State Pensions Now Federal Issue as Bailouts May Top $1 Trillion

IMO, the feds may end up taking all of our pensions, 401k's, IRA's, and dump them into social security. How would you like that?

U.S. states reportedly face a funding gap of at least $1 trillion for the retirement benefits they have promised teachers, firefighters and other public sector employees.

With financial year 2011 less than six weeks away, Illinois, for example, faces unfunded liabilities of about $78 billion, the biggest pension hole in the United States, and contributions of more than $4 billion for 2011, the largest single element of its $13 billion budget deficit, the Financial Times reports.
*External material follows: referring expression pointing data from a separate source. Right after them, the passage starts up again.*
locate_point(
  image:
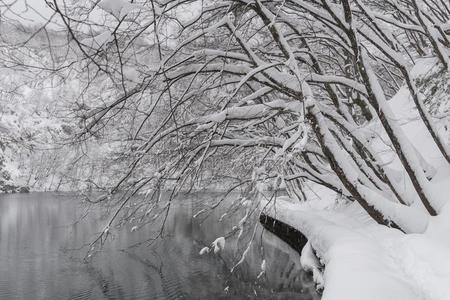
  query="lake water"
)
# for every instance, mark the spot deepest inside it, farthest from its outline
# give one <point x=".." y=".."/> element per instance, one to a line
<point x="41" y="255"/>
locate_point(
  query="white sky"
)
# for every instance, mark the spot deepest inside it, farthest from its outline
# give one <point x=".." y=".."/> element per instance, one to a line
<point x="27" y="11"/>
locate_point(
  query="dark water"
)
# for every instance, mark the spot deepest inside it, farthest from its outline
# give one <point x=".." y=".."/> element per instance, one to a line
<point x="39" y="235"/>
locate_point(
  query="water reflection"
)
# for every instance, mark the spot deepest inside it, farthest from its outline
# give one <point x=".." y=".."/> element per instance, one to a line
<point x="38" y="230"/>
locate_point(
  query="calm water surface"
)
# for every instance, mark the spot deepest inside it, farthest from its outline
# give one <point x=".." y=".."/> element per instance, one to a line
<point x="41" y="232"/>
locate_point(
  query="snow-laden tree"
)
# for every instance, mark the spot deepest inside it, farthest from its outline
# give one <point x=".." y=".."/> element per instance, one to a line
<point x="311" y="94"/>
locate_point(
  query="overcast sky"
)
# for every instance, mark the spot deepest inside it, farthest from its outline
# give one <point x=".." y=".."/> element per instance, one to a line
<point x="29" y="11"/>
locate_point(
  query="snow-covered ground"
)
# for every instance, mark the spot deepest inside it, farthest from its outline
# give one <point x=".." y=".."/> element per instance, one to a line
<point x="353" y="257"/>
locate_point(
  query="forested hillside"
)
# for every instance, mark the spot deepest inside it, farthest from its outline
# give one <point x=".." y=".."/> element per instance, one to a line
<point x="342" y="105"/>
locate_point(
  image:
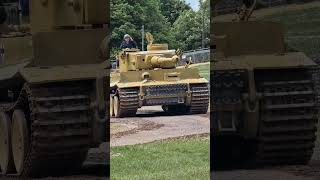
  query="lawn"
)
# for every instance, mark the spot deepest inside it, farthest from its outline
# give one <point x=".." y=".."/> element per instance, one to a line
<point x="186" y="158"/>
<point x="303" y="29"/>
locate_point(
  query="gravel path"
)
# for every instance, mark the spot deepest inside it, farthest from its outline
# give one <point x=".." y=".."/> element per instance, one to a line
<point x="152" y="124"/>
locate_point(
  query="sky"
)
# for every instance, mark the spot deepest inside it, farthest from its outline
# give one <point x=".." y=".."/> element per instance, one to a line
<point x="194" y="4"/>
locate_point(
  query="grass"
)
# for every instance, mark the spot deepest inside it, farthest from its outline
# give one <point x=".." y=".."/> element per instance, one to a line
<point x="186" y="158"/>
<point x="303" y="29"/>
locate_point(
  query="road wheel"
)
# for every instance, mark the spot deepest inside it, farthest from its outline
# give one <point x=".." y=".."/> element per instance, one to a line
<point x="116" y="107"/>
<point x="175" y="109"/>
<point x="111" y="106"/>
<point x="6" y="162"/>
<point x="20" y="139"/>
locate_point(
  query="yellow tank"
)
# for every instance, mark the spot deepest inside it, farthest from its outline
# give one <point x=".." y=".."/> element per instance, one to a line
<point x="150" y="78"/>
<point x="264" y="96"/>
<point x="53" y="82"/>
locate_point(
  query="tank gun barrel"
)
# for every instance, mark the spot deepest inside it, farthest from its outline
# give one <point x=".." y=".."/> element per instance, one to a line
<point x="162" y="62"/>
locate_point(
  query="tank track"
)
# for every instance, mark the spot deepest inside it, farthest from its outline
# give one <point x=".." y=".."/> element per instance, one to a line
<point x="58" y="116"/>
<point x="288" y="122"/>
<point x="129" y="101"/>
<point x="199" y="99"/>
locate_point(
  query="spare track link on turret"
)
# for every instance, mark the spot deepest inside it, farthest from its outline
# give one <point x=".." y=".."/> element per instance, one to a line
<point x="199" y="99"/>
<point x="289" y="112"/>
<point x="289" y="117"/>
<point x="129" y="101"/>
<point x="58" y="117"/>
Illinois is the poster child of unfunded pensions in the United States. But state retirement systems could become a national concern, the Times reported, citing new research.

Joshua Rauh, associate professor of finance at the Kellogg School of Management at Northwestern University said that, without reform, some state pensions might run out within the decade, the Times reported.

By 2030, as many as 31 states may not have the money to pay pensions.

And, if these funds exhaust their assets, the size of payments for the benefits they have promised will be too large to cover through taxes, putting pressure on the federal government for a bailout that could potentially cost more than $1 trillion, he says.

“It is more than a local problem,” Rauh told the Times. “The federal government could be on the hook.”

Robert Megna, New York’s budget director, said his state had had to make “tough choices” to keep funding its pensions despite budget shortfalls over the past few years.

On March 31, the state made a nearly $1 billion payment for the last fiscal year.

“We had to make cuts: education, healthcare, local government support and not-for-profit providers,” Megna said of the last year’s budget process.

This year, a dozen states have enacted pension reforms more substantial than the minor ones of the past, stateline.org reports.

Among these are Illinois, which raised its retirement age to 67 from 62 for new hires, Wyoming, which began asking current state workers to contribute to their retirement, and Utah, which closed its defined benefit plan to new workers.